Health care leaders share knowledge, experiences with students

November 07, 2016

UNIVERSITY PARK, Pa. — Paul Kempinski, president of the Nemours/Alfred I. duPont Hospital for Children in Wilmington, Delaware, said he understands the importance of cultivating and mentoring the next generation of leaders.

That’s why Kempinski, a 1982 Penn State alumnus and enterprise vice president for Nemours Children’s Health System, participates in the Department of Health Policy and Administration’s annual Professionals in the Classroom event. Twenty-five professionals participated in the October event, including many Penn State alumni.

“My experience at Penn State was so important to my personal and professional development. I can’t think of a better way to give back to the University than to support an event that will help to enrich the academic experience of these highly engaged students,” Kempinski said.

For students, Kempinski said an opportunity to directly engage with leaders in the field is invaluable.

“The students are in the midst of a discernment process that will help determine the first steps of their careers,” he said.

For example, he said, some may be pursuing an internship, while others may be comparing and contrasting the many segments of the industry that interest them. For some, they may be simply trying to gain some practical understanding of what we do every day as health care leaders.

“No matter what the goal, the networking and relationship building can be truly instrumental in the student’s early career success,” he said.

Kempinski earned his bachelor of science degree in health planning and administration at Penn State, and he serves on the advisory board of the Penn State undergraduate program in health policy and administration.

With more than 30 years of health care experience, Kempinski is responsible for the strategic and operational leadership of Nemours/Alfred I. duPont Hospital for Children, a 200-bed referral hospital, which is recognized as one of the top children’s hospital in the nation by U.S. News & World Report. Kempinski was promoted to president in 2015 after serving as chief operating officer since joining Nemours in 2003. 

Kevin Lynch, a fellow participant in the Professionals in the Classroom event who earned a master of health administration from Penn State, described for students how he utilized his degree to start The Quell Foundation, which works to eliminate the social stigma of mental illness.

“Each one of my classes at Penn State had a direct influence in identifying, shaping and establishing my organizations mission and strategic objectives,” Lynch said.

Lynch’s drive to create a paradigm shift in the care and treatment of people who have a mental illness stems from the knowledge he gained and relationships he built while researching his graduate thesis.

His research suggests that the rates of suicide, opioid addiction, overdose and incarceration are directly correlated to the shortage and lack of access to mental health professionals.

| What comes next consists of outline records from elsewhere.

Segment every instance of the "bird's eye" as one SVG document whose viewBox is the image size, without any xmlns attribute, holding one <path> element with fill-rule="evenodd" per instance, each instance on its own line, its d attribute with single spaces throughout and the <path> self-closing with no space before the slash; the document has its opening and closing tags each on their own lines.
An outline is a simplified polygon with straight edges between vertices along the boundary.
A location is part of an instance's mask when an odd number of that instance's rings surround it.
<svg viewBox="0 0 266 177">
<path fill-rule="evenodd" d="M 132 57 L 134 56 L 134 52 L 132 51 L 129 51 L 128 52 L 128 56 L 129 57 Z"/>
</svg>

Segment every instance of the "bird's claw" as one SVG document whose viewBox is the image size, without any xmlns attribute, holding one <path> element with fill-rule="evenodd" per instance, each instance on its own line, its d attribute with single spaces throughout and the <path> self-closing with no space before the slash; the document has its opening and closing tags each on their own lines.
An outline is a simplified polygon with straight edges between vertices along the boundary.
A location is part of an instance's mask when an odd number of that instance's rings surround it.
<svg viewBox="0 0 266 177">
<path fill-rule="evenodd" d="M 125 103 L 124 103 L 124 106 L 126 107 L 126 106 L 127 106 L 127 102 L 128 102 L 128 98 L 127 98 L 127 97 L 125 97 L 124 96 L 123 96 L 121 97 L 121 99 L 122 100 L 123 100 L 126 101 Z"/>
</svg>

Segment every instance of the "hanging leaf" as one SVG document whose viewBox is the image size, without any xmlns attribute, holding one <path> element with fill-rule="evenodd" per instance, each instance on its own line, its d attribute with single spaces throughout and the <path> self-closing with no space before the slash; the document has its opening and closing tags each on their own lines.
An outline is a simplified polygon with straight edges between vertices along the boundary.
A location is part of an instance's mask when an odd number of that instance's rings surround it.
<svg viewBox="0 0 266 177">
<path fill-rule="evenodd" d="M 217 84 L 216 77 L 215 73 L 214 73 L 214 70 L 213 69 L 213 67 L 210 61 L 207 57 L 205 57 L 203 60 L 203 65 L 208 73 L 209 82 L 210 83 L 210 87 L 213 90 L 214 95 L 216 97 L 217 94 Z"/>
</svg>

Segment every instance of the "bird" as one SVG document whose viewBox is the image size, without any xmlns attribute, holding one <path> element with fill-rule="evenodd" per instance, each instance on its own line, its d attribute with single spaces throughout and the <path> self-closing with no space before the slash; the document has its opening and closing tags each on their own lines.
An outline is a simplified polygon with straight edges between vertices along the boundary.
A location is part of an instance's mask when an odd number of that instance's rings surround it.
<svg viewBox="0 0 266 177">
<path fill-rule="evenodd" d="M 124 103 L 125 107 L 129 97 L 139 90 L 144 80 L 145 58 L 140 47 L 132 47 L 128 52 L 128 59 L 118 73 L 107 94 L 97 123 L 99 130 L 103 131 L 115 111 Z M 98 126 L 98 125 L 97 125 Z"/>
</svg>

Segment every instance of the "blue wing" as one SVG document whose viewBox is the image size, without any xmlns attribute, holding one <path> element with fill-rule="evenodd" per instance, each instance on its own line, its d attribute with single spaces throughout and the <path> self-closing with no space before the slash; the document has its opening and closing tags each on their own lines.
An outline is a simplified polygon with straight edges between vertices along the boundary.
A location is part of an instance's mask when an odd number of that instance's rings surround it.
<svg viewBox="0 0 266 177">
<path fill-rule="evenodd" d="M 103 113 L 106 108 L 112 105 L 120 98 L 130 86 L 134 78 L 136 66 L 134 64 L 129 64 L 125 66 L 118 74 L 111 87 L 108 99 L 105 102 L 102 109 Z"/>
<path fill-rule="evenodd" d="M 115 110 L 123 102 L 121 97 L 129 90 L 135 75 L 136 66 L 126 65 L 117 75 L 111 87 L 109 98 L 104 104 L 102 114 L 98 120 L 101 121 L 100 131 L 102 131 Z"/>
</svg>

“Conservatively, 90 percent of the students I had the pleasure of speaking with acknowledged knowing someone with a mental health illness,” said Lynch, who publicly acknowledged his own struggles with depression during a panel discussion on mental health at the White House. “I wanted to provide an opportunity for this next generation of health care professionals to look around the room at all the hands in the air and realize, ‘To be impactful wherever I may be, I must be prepared to stand beside those with an invisible illness so that they may be better seen.’”

Will Manbeck, a health policy and administration major, said Lynch’s presentation made a lasting impact.

“As he began to tell his story and describe his work, I realized that he was pursuing a cause he truly believed needed changing,” Manbeck said. “His life experiences gave him true ethos to discuss an issue, which affects nearly all of us directly or indirectly: mental illness in America.”

Manbeck particularly appreciated that Lynch’s remarks deviated from what he expected to hear at such an event.

“I didn’t gain any insight on developing an outstanding curriculum vitae or resume, nor did I glean information on workplace expectations. While that knowledge certainly has its place, I would make the argument that I experienced something far more important,” Manbeck said. “Kevin’s speech was truly sincere, and I got a glimpse for the first time at what it must feel like to work on something that you know you will fix, if only through the determination to help those you love and to prevent similar harms from befalling to others.”

Marianne Hillemeier, professor and head of the Department of Health Policy and Administration, appreciates alumni, including Kempinski and Lynch, who give back to their alma mater by supporting students.

“This event provides a unique opportunity for alumni and students to learn from each other while establishing and nourishing social networks that can persist after graduation and throughout students' careers,” she said. “It fits solidly with a theme of our strategic plan of enabling lifelong learning through innovative academic and outreach programs that transform students into leaders in their respective undertakings."